Aglomeração agrava curva de contágio da covid-19 (Foto: Claudinho Coradini/JP)

A Preocupação com aglomeração no transporte público motiva requerimento. Ronaldo Moschini é autor do requerimento 274/2020, que questiona ações do Executivo no transporte público.

Diante da pandemia do novo coronavírus e a necessidade do distanciamento social, o vereador Ronaldo Moschini (CID), que também é médico do Samu (Serviço de Atendimento Móvel de Urgência), elaborou o requerimento 274/2020 e pediu informações do Executivo sobre o número de veículos da frota de ônibus de transporte público nos horários de pico. A propositura foi aprovada na noite desta segunda-feira (8), durante a 13ª reunião extraordinária da Câmara.

Ele questiona o Executivo se há possibilidade da disponibilização de toda a frota de veículos de transporte público e se há equipamentos destinados a higienização das pessoas nos terminais.

Moschini citou que no mês de maio algumas atividades consideradas essenciais se mantiveram na ativa e por mais de um mês ele recebeu reclamações das pessoas que trabalhavam nestas atividades, argumentando sobre aglomeração no interior do transporte público de Piracicaba. “Acreditamos que a frota está trabalhando de forma reduzida, deixando as pessoas que necessitam desse serviço, em virtude da baixa disponibilização do mesmo, precisando passar por uma situação insalubre, de contágio eminente, devido a aglomeração que se forma”, reforçou.

No dia 1º de junho houve a abertura gradativa dos estabelecimentos comerciais, o que aumentou também a demanda do transporte público, consequentemente, agravando o risco de contágio dos passageiros das linhas onde incidem o maior número de usuários, diz o parlamentar no texto da propositura.

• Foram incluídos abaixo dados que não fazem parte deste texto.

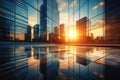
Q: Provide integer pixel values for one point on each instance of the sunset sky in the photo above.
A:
(95, 8)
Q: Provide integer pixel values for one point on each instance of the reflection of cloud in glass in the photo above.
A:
(97, 27)
(98, 5)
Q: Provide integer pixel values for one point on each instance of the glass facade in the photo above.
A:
(49, 18)
(15, 16)
(13, 20)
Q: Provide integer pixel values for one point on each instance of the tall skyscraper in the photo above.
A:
(49, 18)
(36, 32)
(112, 21)
(13, 20)
(62, 32)
(81, 28)
(28, 34)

“Seja por contato com superfícies contaminadas, sejam elas corrimões, bancos ou suportes, pela proximidade com pessoas contaminadas pela doença, uma vez que com a quantidade de ônibus atual disponível, é impossível para o usuário do transporte público manter uma distância segura de um metro de distância dentro do veículo”, disse Moschini.

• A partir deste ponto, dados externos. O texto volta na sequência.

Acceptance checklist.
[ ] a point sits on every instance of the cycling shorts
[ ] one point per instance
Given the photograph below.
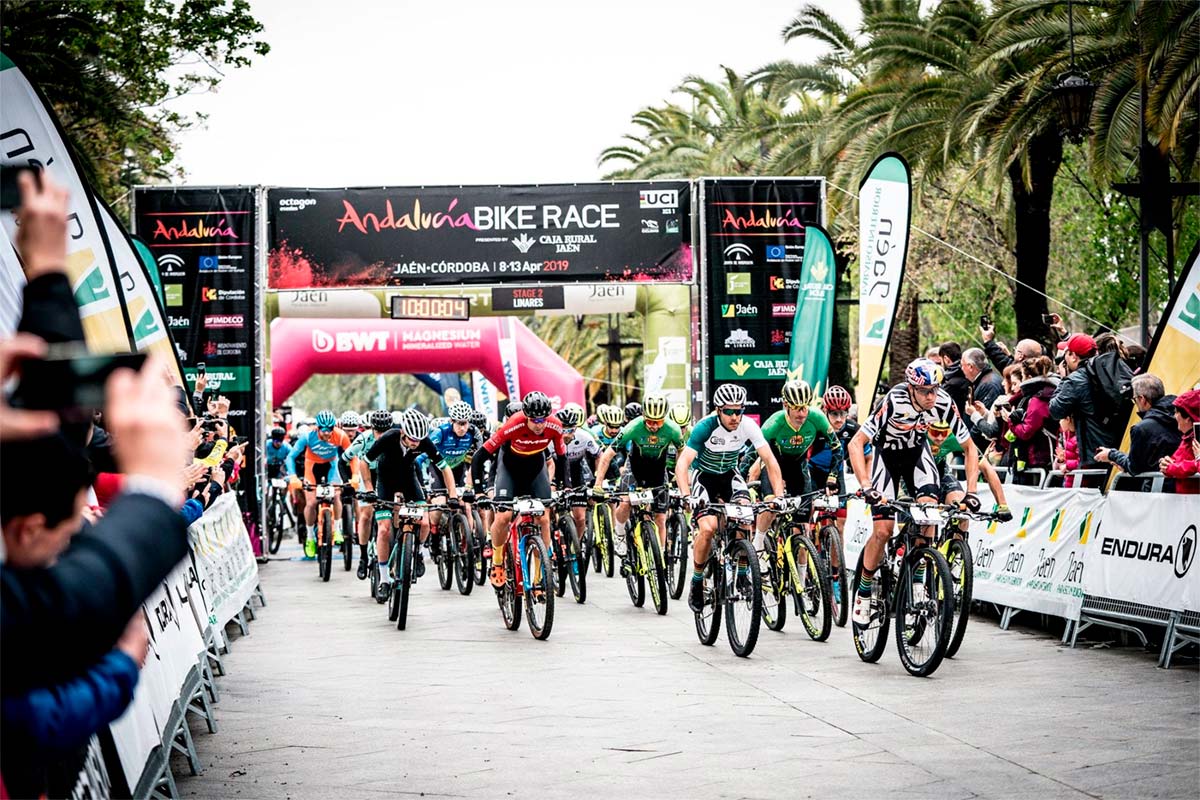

O vereador alertou que a covid-19 é extremamente contagiosa e que a aglomeração nos ônibus e terminais será um agravante na curva de contágio, uma vez que o número de usuários do transporte público se intensificará nas próximas semanas, devido à abertura do comércio local.

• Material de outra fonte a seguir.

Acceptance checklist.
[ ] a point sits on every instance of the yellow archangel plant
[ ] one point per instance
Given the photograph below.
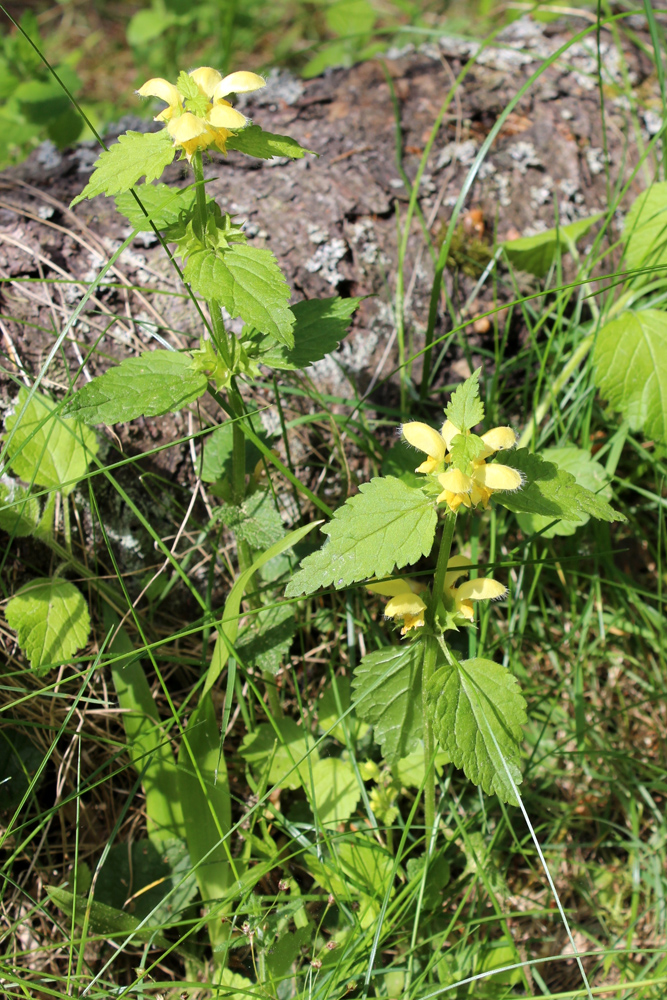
(473, 484)
(197, 114)
(406, 604)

Durante a 13ª reunião extraordinária, alguns vereadores justificarem seu voto a favor da propositura.

A vereadora Adriana Sgrigneiro Nunes, a Coronel Adriana (PSL), relembrou que o rompimento, pela Via Ágil, do contrato para a prestação do serviço de transporte público em Piracicaba e sua substituição pela TUPi. Para ela, isso está afetando o dia a dia da população. “Foi nos dito que foi uma extinção de contrato amigável. Mas o contrato firmado desde 2013 é de R$ 1,4 bilhão, sua quebra não foi nem anulação da licitação e nem falência da concessionária. Também não vemos essa modalidade de solução amigável de contrato. Isso ainda precisa ser muito melhor explicado”, disse.

Para o vereador Laércio Trevisan Jr. (PL) essa situação é ainda muito obscura e precisa ser revista e analisada pelo Ministério Público. ”Além de que todos os funcionários da empresa foram demitidos sem um centavo e disseram que os pagamentos serão somente em janeiro do ano que vem”, contou.

“Se existe alguma irregularidade, a prefeitura irá responder. Como Câmara, temos que continuar fiscalizando, para que o serviço de transporte público seja de qualidade para todos”, disse o vereador Pedro Kawai (PSDB).

Para o vereador Lair Braga (SD), o serviço da Via Ágil estava ruim, mas, agora piorou, com a chegada da empresa Tupi. “Se um ônibus tem 44 lugares, nessa época tem que ter 22 lugares apenas, para que as pessoas não andem como ‘sardinhas’ e tenham condições de isolamento e distanciamento, para não haver contágio do coronavírus”, orientou.